Walec z Monachium nie ma litości dla nikogo. Mimo braku kontuzjowanych Arjena Robbena i Francka Ribery'ego, mecz w Bremie okazał się dla Bayernu piknikiem.
Zwycięstwo 4:0 nad Werderem, jednym z najlepszych zespołów rundy rewanżowej, tylko potwierdza, jaka przepaść dzieli mistrzów Niemiec od reszty stawki. Spora w tym zasługa Lewandowskiego. W sobotę strzelił swoje ligowe gole numer 12 i 13, oba w drugiej połowie po podaniach Thomasa Muellera.
To było polskie popołudnie w Bundeslidze, bo w tym samym czasie Eugen Polanski prowadził Hoffenheim do wygranej z Hamburgerem SV (3:0). Najpierw wykorzystał rzut karny, potem zakończył akcję kolegów.

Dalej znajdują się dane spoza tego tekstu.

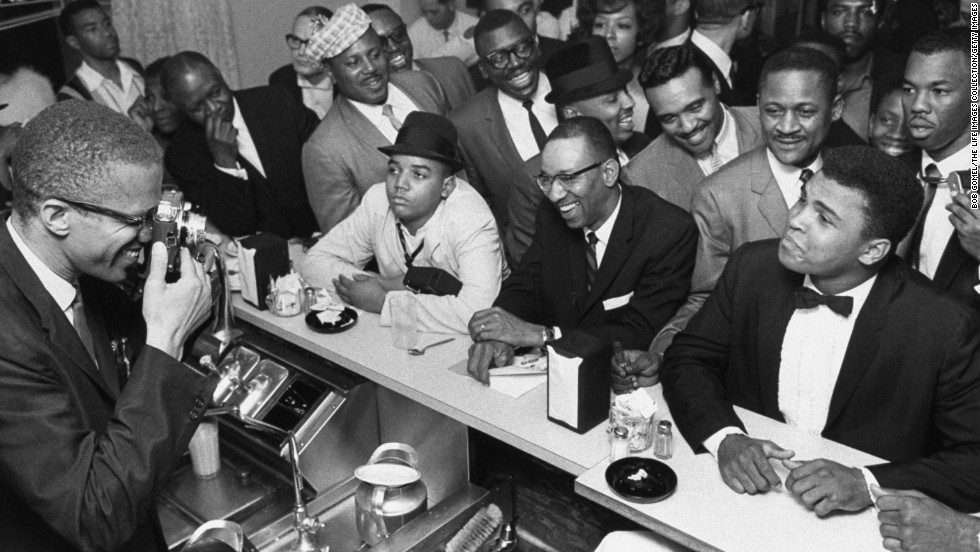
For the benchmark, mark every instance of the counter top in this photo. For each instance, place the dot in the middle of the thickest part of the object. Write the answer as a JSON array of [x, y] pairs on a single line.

Do pełni szczęścia zabrakło tylko polskich bramek w Dortmundzie, gdzie Borussia spotkała się z FC Koeln (0:0). Powołani przez Adama Nawałkę na mecz eliminacji Euro 2016 z Irlandią Paweł Olkowski i Sławomir Peszko grali od początku, a pominięty przez selekcjonera Jakub Błaszczykowski – wszedł na pół godziny.
Arkadiusz Milik dał sygnał, że jest już zdrowy, wbijając dwa gole Heerenveen. Ajax wygrał 4:1.
W Belgii przypomniał o sobie Rafał Wolski, wystarczyło mu pół godziny, by zostać bohaterem Mechelen. W 89. minucie, przy stanie 0:2 dla Cercle Brugge, trafił po raz pierwszy, a w doliczonym czasie zapewnił drużynie zwycięstwo 3:2.
W Anglii Chelsea nie wykorzystała wpadki Manchesteru City w Burnley (0:1), ale i tak powiększyła do sześciu punktów przewagę nad wiceliderem, remisując u siebie z Southampton 1:1. Choć do końca sezonu jeszcze dwa miesiące, trudno sobie wyobrazić, by nie sięgnęła po tytuł (ma jeszcze zaległy mecz do rozegrania), dla Jose Mourinho po odpadnięciu z Ligi Mistrzów to sprawa honorowa.